Audience members, who are strongly encouraged to dress in black to maintain an eerie, dark atmosphere, go from room to room, following either specific characters or plot threads. The narrative unfolds in twenty-one scenes over eleven acts, and it is impossible to see it all; be prepared to be involved in one room while hearing screaming, shouting, singing, and other sounds from other spaces, but that’s fine. As in the immersive-theater standard-bearer, Sleep No More, everyone comes together for the grand finale.

As you go from Rasputin’s apartment, Katya’s Bar, and the palace to a study, a military tent, and a foreboding dungeon, you’ll meet such fictional and real characters as Dread Uncle Duke Nikolai Nikolavich (Louis Butelli), the commander of the Russian military, who is planning on assassinating Rasputin; wealthy heir Felix Yusupov (Adam Griffith), who has returned to Russia after a year away and is immediately repelled by Rasputin while also falling for bar owner Katarina (Ginger Kearns); Olga Lohktina (Manatsu Tanaka), Dread Uncle’s wife who worships Rasputin; palace maid Petra (Lucy York Struever), who is a spy for the revolution, sending secret messages via radio transmission with bartender Fyodor (Cashton Rehklau); and Father Iliodor (Tim Creavin), who quickly realizes it will take more than prayer to bring Rasputin down.

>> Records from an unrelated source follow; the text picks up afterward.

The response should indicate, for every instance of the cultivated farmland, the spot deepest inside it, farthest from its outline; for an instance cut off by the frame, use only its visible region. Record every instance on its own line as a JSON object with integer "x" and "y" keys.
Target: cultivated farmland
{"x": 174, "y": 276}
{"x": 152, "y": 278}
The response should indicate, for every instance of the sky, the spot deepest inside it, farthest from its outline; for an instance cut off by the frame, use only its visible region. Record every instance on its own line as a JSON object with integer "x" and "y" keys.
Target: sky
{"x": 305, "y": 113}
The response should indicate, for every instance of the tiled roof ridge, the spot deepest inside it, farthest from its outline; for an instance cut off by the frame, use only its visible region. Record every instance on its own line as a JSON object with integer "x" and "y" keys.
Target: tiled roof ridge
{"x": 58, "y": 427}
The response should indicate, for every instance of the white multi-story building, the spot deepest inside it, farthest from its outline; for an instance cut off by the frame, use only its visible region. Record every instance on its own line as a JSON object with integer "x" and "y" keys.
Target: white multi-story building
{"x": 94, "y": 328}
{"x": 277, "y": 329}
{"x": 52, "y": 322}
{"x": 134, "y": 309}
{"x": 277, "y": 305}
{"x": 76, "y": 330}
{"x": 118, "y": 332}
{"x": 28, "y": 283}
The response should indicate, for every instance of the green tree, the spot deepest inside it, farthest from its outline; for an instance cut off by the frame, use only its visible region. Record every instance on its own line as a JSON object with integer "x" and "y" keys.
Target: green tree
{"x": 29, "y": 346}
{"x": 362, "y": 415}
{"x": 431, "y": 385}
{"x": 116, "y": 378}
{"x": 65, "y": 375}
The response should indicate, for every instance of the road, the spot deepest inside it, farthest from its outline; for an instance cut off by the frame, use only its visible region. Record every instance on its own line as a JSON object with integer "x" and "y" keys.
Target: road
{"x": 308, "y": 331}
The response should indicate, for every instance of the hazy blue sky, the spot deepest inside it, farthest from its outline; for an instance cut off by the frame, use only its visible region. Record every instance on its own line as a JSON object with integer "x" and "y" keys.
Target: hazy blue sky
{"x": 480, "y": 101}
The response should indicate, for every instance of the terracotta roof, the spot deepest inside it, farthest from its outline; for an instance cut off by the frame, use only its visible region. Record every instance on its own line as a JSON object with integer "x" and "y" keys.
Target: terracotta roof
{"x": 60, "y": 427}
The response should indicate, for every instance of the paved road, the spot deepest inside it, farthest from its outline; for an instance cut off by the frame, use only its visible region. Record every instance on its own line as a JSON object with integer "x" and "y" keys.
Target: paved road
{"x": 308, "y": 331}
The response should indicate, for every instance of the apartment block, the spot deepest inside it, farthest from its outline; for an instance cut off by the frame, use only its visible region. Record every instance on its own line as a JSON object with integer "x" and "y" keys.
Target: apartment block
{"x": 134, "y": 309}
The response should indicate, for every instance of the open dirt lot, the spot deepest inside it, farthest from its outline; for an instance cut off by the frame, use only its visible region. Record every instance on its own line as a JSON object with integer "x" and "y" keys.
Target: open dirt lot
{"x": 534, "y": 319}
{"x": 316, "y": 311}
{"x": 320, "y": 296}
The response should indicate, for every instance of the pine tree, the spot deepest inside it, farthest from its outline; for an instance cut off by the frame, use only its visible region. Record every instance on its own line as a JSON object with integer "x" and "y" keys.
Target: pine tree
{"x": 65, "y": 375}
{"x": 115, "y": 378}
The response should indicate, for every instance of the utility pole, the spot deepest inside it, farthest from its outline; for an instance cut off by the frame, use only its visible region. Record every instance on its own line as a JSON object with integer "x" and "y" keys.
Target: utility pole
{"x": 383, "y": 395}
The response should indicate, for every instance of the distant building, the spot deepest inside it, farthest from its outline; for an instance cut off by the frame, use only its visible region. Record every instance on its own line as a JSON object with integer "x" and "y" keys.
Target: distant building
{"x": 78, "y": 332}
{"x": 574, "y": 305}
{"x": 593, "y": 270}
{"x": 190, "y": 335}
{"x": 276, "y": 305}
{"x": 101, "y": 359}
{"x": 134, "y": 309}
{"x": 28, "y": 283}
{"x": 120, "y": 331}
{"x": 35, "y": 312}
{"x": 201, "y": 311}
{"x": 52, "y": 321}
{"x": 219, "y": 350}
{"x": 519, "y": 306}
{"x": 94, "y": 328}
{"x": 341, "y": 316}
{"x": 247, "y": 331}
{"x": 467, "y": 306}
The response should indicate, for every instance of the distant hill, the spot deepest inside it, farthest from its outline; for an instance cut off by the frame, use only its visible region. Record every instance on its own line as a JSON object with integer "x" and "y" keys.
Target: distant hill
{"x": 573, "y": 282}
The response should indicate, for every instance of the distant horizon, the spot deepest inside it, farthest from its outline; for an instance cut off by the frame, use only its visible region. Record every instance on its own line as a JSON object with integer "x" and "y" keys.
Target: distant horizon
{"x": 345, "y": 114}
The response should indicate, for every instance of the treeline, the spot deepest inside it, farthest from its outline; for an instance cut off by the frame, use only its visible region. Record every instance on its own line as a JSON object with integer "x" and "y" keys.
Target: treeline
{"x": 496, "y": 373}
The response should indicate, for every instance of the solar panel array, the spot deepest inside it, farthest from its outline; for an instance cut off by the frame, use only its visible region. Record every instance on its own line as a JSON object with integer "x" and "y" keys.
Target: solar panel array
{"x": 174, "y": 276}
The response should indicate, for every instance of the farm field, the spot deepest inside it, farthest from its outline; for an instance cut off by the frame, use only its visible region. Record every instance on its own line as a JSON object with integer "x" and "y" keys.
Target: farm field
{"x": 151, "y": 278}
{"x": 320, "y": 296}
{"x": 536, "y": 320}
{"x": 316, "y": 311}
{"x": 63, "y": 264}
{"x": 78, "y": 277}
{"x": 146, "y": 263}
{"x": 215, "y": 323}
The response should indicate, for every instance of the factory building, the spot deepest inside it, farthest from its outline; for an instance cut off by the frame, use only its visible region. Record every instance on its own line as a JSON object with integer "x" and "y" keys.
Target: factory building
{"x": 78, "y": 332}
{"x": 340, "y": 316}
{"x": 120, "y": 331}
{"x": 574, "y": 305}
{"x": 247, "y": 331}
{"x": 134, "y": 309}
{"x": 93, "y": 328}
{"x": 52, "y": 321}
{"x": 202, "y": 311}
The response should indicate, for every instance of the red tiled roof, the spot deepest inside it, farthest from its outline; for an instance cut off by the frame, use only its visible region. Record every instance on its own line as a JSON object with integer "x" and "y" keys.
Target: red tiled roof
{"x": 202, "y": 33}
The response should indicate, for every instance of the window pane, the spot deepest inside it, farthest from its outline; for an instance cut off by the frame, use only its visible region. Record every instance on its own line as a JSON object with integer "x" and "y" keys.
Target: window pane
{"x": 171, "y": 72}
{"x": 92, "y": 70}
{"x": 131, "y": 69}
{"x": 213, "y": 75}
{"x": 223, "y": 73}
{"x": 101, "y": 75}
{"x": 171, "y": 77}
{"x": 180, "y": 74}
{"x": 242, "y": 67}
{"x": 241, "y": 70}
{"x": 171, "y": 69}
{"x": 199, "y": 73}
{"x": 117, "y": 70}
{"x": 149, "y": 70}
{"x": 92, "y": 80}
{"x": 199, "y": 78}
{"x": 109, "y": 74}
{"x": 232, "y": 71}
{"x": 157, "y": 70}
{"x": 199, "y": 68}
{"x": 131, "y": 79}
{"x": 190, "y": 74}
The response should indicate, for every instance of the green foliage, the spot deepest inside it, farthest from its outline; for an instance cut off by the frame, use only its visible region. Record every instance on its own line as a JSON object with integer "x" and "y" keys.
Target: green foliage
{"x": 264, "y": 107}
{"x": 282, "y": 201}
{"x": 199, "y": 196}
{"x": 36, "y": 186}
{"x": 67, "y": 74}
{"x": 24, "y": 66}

Eulyn Colette Hufkie’s period costumes range from lush and elegant to wild and natty, with moody, often reddish lighting by Devin Cameron and cacophonic sound by Stephen Dobbie. Lili Teplan’s sets are intricately designed, many with chairs and couches; the choreography, which has to work around the unpredictable audience with care, is by James Finnemore.

Creator and coirector Ashley Brett Chipman, creative producer and codirector Hope Youngblood, cowriter and assistant artistic director Julia Sharpe, and cowriter David Campbell always have something going on — be prepared to grab a cord and chant, read through desk diaries (“Whenever I dream there is blood.”), hold Father Iliodor’s hands in solemn prayer, or pour drinks for the Tzar and Tazarina. And don’t pull out your cellphone; there is no photography or video — you’re required to put a privacy sticker over the lens of your phone — and checking messages would affect the ensemble and the audience, since everyone is so close together.

Lozano is ferociously energetic as Rasputin, a role previously portrayed by such actors as John Belushi on Saturday Night Live, Rhys Ifans in The King’s Man, Lionel Barrymore in Rasputin and the Empress, and Christopher Lee in the 1966 Hammer horror film The Mad Monk. Tanaka is hypnotic as Lohktina, and Creavin is steadfast as Father Iliodor.

As with all such immersive shows (Then She Fell, The Grand Paradise, Empire Travel Agency), the more you put into it, the more you’ll get out of it. And, as in real life, be careful where you put your trust and faith.